梟のソラス:地4水4火4風4、スキル「予知」「軍師」「大魔導」、得物はタクト

 翌日から、マルファスの指揮の下、洞窟内の普請工事が行われた。

 マルファスが口を尖らせてブウブウ文句を言っているが、そこは全く聞こえない方向。


 まず、それまで地上から真っ直ぐ細い洞穴を抜けて入って来た入口を、少し離れた場所にし、そこからかなり下った先に大手門という風に変更。大手門の位置は、以前の本丸から一の丸くらい下がった場所になった。


 城全体が山のかなりの深さまで掘り下げられた事で敷地面積が広くなっている。

 これまで一の丸、一の廊、二の丸、二の廊、三の丸、三の廊、四の丸、本丸という感じで段々と高くなっていくカタツムリのようなデザインだったのだが、それを若干変更。


 一の丸はそのまま。二の丸は今までの半分の狭さに。三の丸はそのまま。四の丸は本丸に統合。一の廊、二の廊、三の廊は廃止。

 各曲輪は完全に水堀によって隔てられ、橋によって繋がれている。

 これまで三か所あった畑は、一の丸と三の丸の間、三の丸の奥の二か所に移動。周囲は水堀となっており、隔絶された曲輪のようになっている。


 一の丸から三の丸、三の丸から本丸の間は橋で繋がれているのだが、三の丸から本丸の橋はクランク状の折長橋となっている。

 この改修で、全体的に見ると、三つの大きな浮島と、三つの小さな浮島が池の中に浮かんでいるような、そんなデザインに変わった。


 二の丸と畑の区画は、一の丸、三の丸より高くし、二の丸にはロレイが狙撃できるように高櫓を設置。


 これまで二の丸、三の丸にあったロレイ用の釣堀とザガム用の鍛冶場は、これまで同様に二の丸、三の丸にそれぞれ設置。


 四の丸にあった館は廃止し、本丸の天守の周囲に三つの小天守を配置し、それぞれを廊下のような櫓で繋ぎ、姫路城のような四連天守とした。

 天守の中央の広間には温泉。

 本丸だけかなり高い位置にあり、周囲を高い石垣で囲っている。


 上から見ると、区割りのど真ん中に天守が来ているという形になり、天守閣の上から城内が一望できる。これなら侵略者の動きが手に取るようにわかるだろう。

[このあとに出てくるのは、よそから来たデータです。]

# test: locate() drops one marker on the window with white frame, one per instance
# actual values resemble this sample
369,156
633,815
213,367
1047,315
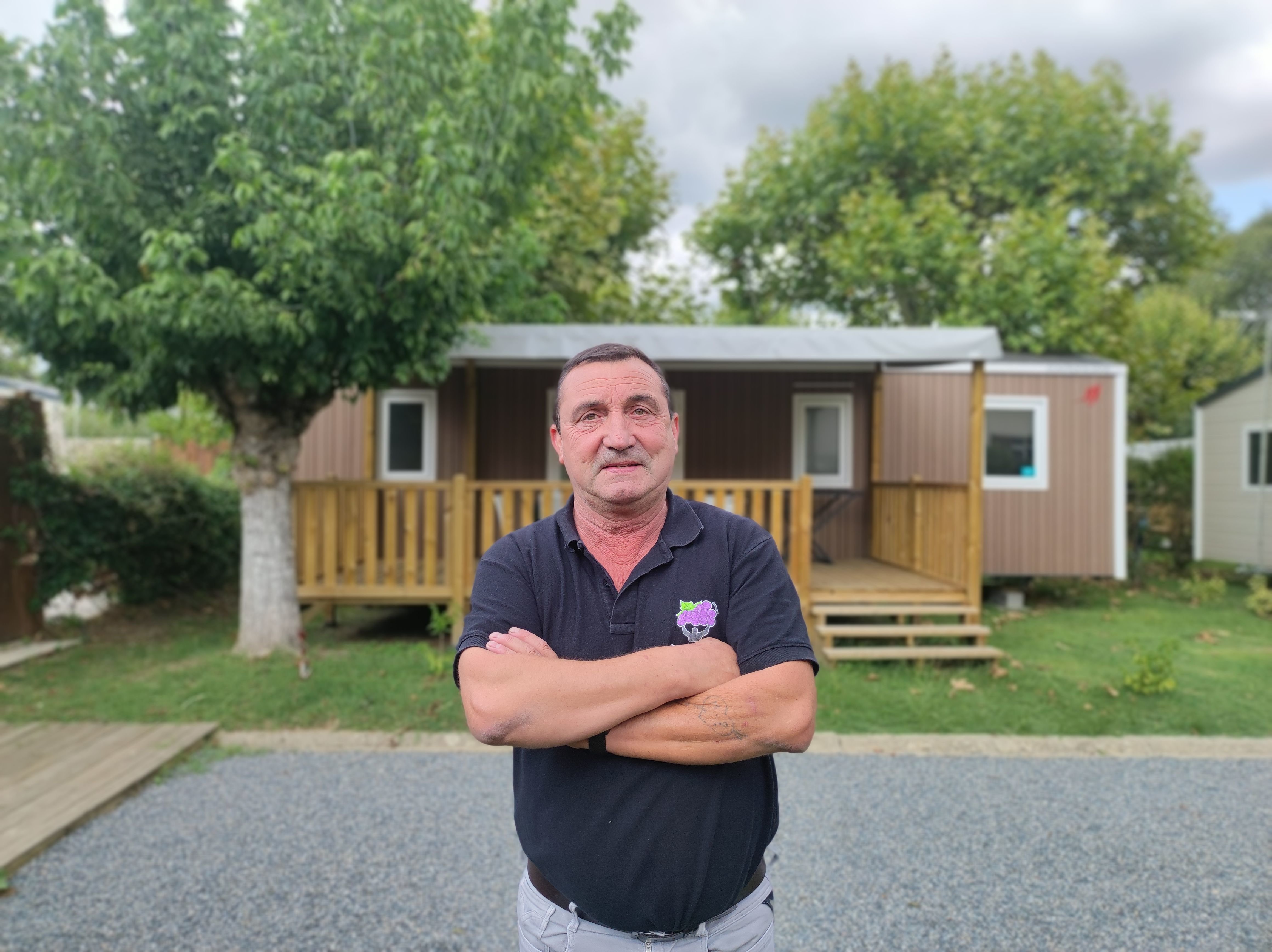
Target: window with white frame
1017,443
824,440
1256,456
409,435
556,470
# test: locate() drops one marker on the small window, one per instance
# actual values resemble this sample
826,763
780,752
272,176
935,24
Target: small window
409,435
824,438
1016,443
1255,457
556,470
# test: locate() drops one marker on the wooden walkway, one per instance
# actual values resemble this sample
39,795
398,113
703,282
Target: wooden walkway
55,777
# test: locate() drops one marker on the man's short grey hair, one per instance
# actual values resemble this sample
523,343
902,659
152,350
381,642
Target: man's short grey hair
609,354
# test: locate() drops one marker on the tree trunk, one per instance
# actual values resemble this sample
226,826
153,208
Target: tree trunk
265,452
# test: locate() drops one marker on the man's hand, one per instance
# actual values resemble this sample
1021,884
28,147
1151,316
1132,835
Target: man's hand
518,641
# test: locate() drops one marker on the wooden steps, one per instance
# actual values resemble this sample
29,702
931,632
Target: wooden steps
825,611
914,630
924,652
902,630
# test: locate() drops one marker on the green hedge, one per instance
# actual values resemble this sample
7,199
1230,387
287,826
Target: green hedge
138,521
158,527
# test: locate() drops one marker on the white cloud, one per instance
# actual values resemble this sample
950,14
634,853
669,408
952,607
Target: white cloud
714,72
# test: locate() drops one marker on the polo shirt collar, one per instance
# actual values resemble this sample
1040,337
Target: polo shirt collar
681,527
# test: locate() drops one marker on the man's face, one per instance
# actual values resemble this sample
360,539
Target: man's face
617,437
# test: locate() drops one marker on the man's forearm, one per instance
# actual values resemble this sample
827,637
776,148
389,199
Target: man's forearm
761,713
536,702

 できればこの光景をアグレアスに見せてやりたかった……



 連立天守の一角に食堂と厨房を設け、食事の時間になると全員でそこに集まる。

 すっかり食事はザガムとウサグーの当番で定着してしまったらしい。だが、配膳はピュセルが行っており、片付けはフルフルとハルパスが、食器洗いはマルファスとロレイが行っている。

 これまではそれらをアグレアスが一手に行ってくれていた。そう考えると、改めてアグレアスの偉大さを実感してしまう。

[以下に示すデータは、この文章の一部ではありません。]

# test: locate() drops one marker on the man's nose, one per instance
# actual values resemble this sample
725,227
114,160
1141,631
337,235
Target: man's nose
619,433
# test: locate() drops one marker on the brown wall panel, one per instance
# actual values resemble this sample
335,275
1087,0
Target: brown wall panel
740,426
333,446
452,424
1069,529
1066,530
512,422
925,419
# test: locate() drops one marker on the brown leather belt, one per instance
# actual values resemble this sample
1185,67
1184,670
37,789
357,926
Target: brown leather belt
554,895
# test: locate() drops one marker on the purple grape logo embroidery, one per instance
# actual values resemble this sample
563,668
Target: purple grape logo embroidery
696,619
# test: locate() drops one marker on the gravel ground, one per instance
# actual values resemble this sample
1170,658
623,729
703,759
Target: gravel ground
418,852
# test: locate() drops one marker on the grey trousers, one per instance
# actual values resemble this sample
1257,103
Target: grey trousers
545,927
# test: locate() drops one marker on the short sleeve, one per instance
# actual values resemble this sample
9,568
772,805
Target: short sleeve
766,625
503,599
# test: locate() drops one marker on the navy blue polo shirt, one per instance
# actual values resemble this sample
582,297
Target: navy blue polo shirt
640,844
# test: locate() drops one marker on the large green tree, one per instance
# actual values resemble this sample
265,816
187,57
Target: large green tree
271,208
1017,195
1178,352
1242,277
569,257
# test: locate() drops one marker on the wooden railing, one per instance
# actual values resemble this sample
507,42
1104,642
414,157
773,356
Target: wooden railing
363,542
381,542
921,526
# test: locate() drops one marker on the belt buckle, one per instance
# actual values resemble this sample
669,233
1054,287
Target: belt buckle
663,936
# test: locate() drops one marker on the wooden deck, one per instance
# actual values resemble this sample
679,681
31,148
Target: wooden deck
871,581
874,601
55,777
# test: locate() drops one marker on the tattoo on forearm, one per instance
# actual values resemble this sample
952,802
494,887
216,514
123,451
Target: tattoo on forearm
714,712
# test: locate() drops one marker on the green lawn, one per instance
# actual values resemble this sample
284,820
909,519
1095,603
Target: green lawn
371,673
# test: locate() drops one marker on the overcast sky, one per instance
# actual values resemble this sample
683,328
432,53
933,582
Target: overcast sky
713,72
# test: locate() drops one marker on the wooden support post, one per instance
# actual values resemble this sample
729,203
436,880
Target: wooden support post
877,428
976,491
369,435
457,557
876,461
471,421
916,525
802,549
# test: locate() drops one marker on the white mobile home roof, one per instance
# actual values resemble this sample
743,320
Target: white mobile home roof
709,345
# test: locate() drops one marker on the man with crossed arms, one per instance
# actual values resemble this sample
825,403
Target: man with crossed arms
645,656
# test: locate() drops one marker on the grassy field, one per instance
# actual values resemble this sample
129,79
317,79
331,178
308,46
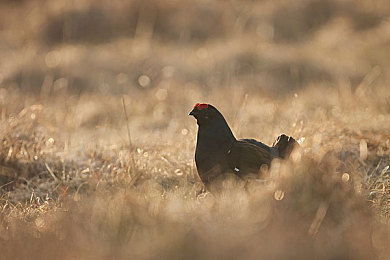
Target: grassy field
97,151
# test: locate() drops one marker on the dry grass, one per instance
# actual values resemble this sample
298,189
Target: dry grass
73,188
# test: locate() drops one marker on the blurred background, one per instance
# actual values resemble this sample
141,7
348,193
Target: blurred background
177,52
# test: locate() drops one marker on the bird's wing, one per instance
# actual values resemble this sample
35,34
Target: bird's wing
285,145
245,157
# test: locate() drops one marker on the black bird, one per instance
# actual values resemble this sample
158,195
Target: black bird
219,152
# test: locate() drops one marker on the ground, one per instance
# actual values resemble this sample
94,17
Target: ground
97,152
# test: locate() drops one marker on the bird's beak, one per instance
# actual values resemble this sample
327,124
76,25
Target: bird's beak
193,113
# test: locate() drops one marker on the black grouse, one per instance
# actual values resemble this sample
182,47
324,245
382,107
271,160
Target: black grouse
219,152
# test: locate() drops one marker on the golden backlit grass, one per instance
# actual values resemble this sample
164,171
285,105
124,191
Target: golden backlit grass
74,187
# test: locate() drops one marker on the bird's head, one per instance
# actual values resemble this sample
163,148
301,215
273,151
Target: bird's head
204,113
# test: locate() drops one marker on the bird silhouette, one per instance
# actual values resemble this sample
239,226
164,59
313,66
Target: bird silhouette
219,152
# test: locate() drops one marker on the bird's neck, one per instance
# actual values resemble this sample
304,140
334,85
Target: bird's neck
217,133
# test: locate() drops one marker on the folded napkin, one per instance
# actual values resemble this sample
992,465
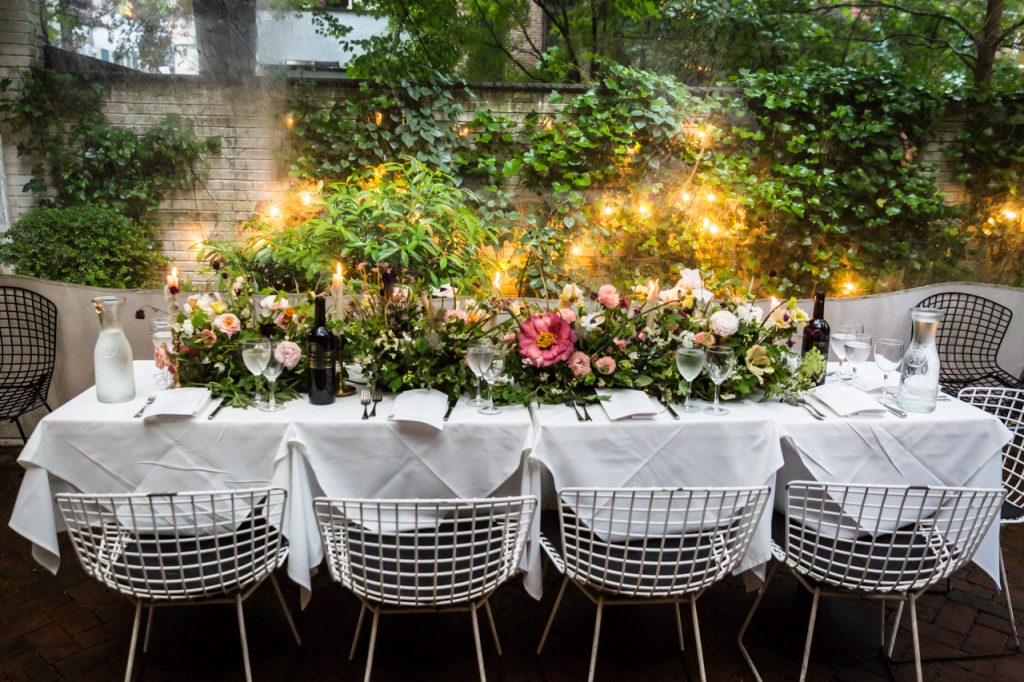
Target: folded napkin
625,403
423,406
178,403
847,400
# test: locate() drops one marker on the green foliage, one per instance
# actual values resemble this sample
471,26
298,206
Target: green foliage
85,244
84,159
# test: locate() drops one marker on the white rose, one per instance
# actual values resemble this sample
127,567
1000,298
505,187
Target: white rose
724,323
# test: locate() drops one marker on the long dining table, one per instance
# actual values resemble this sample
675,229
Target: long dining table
310,451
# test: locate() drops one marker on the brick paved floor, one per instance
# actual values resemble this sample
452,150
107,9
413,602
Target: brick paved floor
67,627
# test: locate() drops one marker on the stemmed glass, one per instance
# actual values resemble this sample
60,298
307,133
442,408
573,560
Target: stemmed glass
689,361
858,349
271,371
720,361
478,355
256,354
492,373
160,329
888,355
838,341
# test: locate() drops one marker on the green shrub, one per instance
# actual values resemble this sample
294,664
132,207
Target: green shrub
86,244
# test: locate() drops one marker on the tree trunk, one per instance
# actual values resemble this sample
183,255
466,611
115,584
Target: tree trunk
988,45
225,37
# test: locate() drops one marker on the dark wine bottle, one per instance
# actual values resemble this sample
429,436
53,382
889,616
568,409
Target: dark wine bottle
321,347
816,332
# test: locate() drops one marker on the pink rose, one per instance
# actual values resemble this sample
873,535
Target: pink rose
228,324
605,365
580,364
607,296
288,353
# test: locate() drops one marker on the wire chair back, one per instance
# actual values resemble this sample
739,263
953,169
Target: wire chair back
423,552
884,538
1008,406
656,543
177,547
969,340
28,350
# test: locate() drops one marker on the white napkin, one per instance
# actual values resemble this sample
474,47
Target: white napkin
423,406
624,403
178,403
847,400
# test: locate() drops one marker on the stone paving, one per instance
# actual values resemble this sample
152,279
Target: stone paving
67,627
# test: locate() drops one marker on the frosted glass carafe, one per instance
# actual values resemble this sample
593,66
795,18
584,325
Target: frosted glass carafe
112,357
919,374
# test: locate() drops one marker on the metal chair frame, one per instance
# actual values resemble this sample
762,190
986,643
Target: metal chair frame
28,352
187,548
654,546
1008,406
969,341
876,542
415,556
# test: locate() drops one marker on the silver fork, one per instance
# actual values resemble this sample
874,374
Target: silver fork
148,401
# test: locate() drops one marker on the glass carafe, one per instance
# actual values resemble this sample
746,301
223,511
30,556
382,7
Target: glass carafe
919,375
112,357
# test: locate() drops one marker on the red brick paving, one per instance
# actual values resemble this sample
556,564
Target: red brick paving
68,628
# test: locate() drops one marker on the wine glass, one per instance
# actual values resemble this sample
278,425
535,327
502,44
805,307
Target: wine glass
492,373
163,339
888,355
720,361
271,371
478,355
689,361
256,354
858,349
838,341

 ある日、食事が終わると梟のソラスが話したい事があると申し出てきた。


「どうしたの? 何かまた新しい予知でも見えたの?」


 嘴で器用に食後のお茶を飲んでから、ソラスはそのまん丸の瞳でこちらをじっと見つめてきた。


「壮馬様、この洞窟には壮馬様が望まれた方が来るようになっているという件はご存知ですか?」


 もちろん知っている。それでアグレアスと喧嘩になった事があるのだから。

 無言で頷くと、ソラスはコクコクと小さく二回頷いた。


「壮馬様がわらわを欲したのは、恐らくは未来予知と智に明るい者を欲したからだと思うのです。そこで、これからは壮馬様に代わって、わらわが様々な指揮を執ろうと思うのですが、出過ぎた進言でしたでしょうか?」


 想像もしていなかった進言だったせいで、少し理解するのに時間を要した。

 『指揮』なんて、これまで誰も執っていなかったように思う。敵襲の時だって、何となく各々が思い思いに戦っている感じで。確かに戦闘指揮を執る者がいれば、戦闘に集中している者とは違う視点で見る事ができるのかもしれない。

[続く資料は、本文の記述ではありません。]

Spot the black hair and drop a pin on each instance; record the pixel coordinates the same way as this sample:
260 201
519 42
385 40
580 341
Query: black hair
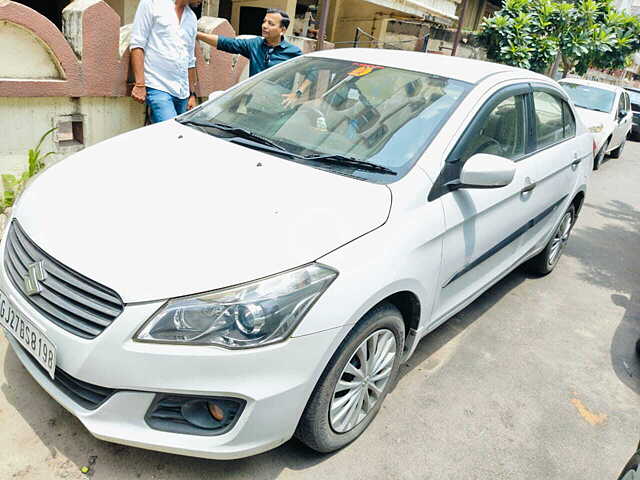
284 22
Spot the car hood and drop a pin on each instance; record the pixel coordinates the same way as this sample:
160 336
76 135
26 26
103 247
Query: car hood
591 118
167 211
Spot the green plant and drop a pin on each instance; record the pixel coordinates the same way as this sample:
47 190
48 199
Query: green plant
14 185
580 34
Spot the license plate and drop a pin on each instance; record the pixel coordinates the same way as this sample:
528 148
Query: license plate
30 337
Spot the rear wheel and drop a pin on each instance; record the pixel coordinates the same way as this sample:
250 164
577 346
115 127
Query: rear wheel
355 382
547 259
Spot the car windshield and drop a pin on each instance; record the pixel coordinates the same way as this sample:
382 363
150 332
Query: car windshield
635 99
592 98
377 114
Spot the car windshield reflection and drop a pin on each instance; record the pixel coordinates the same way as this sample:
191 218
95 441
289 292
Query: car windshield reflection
381 115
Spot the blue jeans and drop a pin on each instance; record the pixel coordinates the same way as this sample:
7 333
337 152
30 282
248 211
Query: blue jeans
164 106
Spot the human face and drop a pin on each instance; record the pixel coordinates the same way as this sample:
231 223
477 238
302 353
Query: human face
272 28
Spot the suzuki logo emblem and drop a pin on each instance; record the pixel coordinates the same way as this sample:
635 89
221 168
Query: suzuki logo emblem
35 274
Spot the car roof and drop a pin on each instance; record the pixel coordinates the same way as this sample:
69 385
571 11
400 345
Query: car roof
591 83
457 68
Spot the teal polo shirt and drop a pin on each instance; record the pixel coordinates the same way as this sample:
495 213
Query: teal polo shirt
261 56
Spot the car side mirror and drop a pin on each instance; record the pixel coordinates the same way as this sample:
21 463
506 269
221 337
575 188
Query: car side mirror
215 94
483 170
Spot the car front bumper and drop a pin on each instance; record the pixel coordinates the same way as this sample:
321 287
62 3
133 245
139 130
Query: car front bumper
275 381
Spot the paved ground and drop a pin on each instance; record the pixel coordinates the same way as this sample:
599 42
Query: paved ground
536 380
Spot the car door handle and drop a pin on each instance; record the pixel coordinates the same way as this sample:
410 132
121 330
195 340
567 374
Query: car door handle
528 185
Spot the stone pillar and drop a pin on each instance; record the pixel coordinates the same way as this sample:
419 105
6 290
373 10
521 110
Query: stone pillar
210 8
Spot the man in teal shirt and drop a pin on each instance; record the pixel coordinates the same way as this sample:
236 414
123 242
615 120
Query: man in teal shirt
263 52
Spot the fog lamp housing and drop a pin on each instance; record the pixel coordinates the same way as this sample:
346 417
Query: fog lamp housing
194 415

「もちろん、壮馬様の意向は最大限考慮いたします。壮馬様が大将で、わらわが軍師という感じで。わらわは一番の新入り、もちろん反発も受けるとは思いますが……」


 少しおどおどとした態度でソラスは言った。そんなソラスに、返答を頷きで返す。


「わかった。お願いするよ。もしおかしいと感じたら、その時はそう言う。それと、指揮を執るというのなら、もっと堂々とした態度で、大きな声で喋らないとね」


 そう言って笑みを見せると、ソラスは照れて顔を俯かせてしまった。


「あの……これでもわらわは、かなり大声で喋っているつもりで……」


 え? それで? 嘘だろ……


 何となく気まずい空気が二人の間に横たわり、次にかける言葉を探してしまう。

 先に空気に耐えきれなくなったのはソラスの方であった。パフと羽を合わせる。


「では早速なのですが、壮馬様にはこの洞窟に呼んでいただきたい者がいるのです。一人はドラゴンのビム。もう一人はゴブリンのセイル。ビムは先日来た勇者の連れのような戦闘特化の者です。セイルは風魔法を操る伝令です」


 この洞窟にいる者は城作りや生活に才を発揮できるものばかりと、ソラスがチクリと苦言を呈した。現状、戦闘に才の高い者がいなさすぎる。アグレアスを失った今、我々の戦力低下は深刻な事になってしまっている。せめてもう一人は戦力になる者がいないと、勇者が来たら対処不可。早急に呼び寄せ、レベルを上げておく必要がある。でないと、次回の勇者の襲撃は防ぎ切れないと思って欲しい。